We searched the Cochrane Schizophrenia Trials Register (latest search 17 February, 2016) which is compiled by systematic searches of major resources (including AMED, BIOSIS, CINAHL, Embase, MEDLINE, PsycINFO, PubMed, and registries of clinical trials) and their monthly updates, handsearches, grey literature, and conference proceedings. There are no language, date, document type, or publication status limitations for inclusion of records into the register.
All relevant randomised clinical trials (RCTs) that focused on communication skills training (CST) for mental health professionals who work with people with severe mental illness compared with those who received standard or no training. We sought a number of primary (patient adherence to treatment and attendance at scheduled appointments as well as mental health professionals' satisfaction with the training programme) and secondary outcomes (patients' global state, service use, mental state, patient satisfaction, social functioning, quality of life). RCTs where the unit of randomisation was by cluster (e.g. healthcare facility) were also eligible for inclusion. We included one trial that met our inclusion criteria and reported useable data.
We independently selected studies, quality assessed them and extracted data. For binary outcomes, we planned to calculate standard estimates of the risk ratio (RR) and their 95% confidence intervals (CI) using a fixed-effect model. For continuous outcomes, we planned to estimate the mean difference (MD) between groups, or obtain the adjusted mean difference (aMD) where available for cluster-randomised trials. If heterogeneity had been identified, we would have explored this using a random-effects model. We used GRADE to create a 'Summary of findings' table and we assessed risk of bias for the one included study.
We included one pilot cluster-RCT that recruited a total of 21 psychiatrists and 97 patients.
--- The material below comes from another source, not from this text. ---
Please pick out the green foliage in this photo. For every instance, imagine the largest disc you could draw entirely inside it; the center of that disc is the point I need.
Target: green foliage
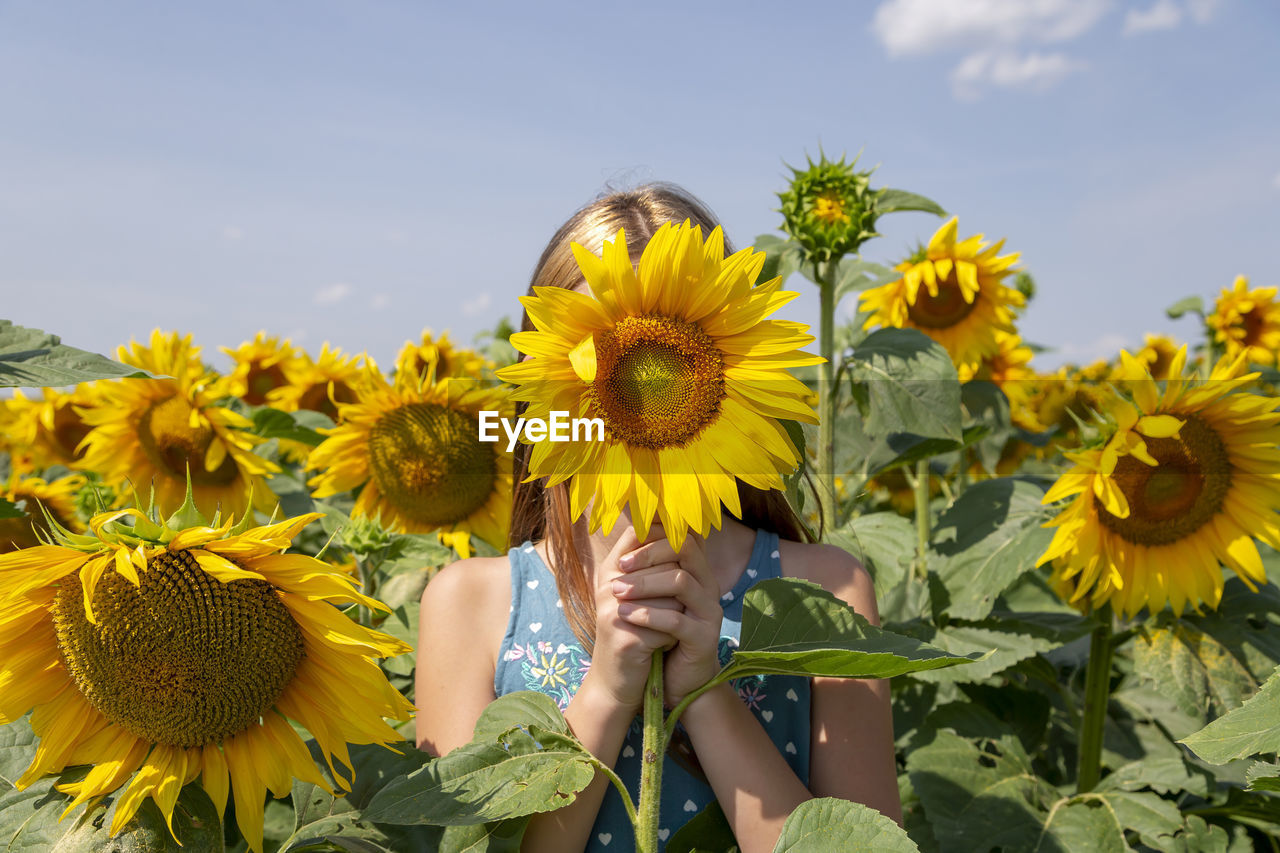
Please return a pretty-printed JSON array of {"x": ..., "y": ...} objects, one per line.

The psychiatrists were randomised to a training programme in communication skills, compared to a no specific training (NST) programme. The trial provided useable data for only one of our prestated outcomes of interest, patient satisfaction. The trial did not report global state but did report mental state and, as global state data were not available, we included these mental state data in the 'Summary of findings' table. There was high risk of bias from attrition because of substantial losses to follow-up and incomplete outcome data.
Patient satisfaction was measured as satisfaction with treatment and 'experience of therapeutic relationship' at medium term (five months). Satisfaction with treatment was similar between the CST and NST group using the Client Satisfaction Questionnaire (CSQ-8) (1 RCT, n = 66/97*, aMD 1.77 95% CI - 0.13 to 3.68, low-quality evidence). When comparing patient experience of the therapeutic relationship using the STAR-P scale, participants in the CST group rated the therapeutic relationship more positively than participants in the NST group (1 RCT, n = 63/97, aMD 0.21 95% CI 0.01 to 0.41, low-quality evidence).
Mental state scores on the Positive and Negative Syndrome Scale (PANSS) were similar between treatment groups for general symptoms (1 RCT, n = 59/97, aMD 4.48 95% CI -2.10 to 11.06, low-quality evidence), positive symptoms (1 RCT, n = 59/97, aMD -0.23, 95% CI -2.91 to 2.45, low-quality evidence) and negative symptoms (1 RCT, n = 59/97, aMD 3.42, 95%C CI -0.24 to 7.09, low-quality evidence).
No data were available for adherence to treatment, service use or quality of life.
* Of the total of 97 randomised participants, 66 provided data.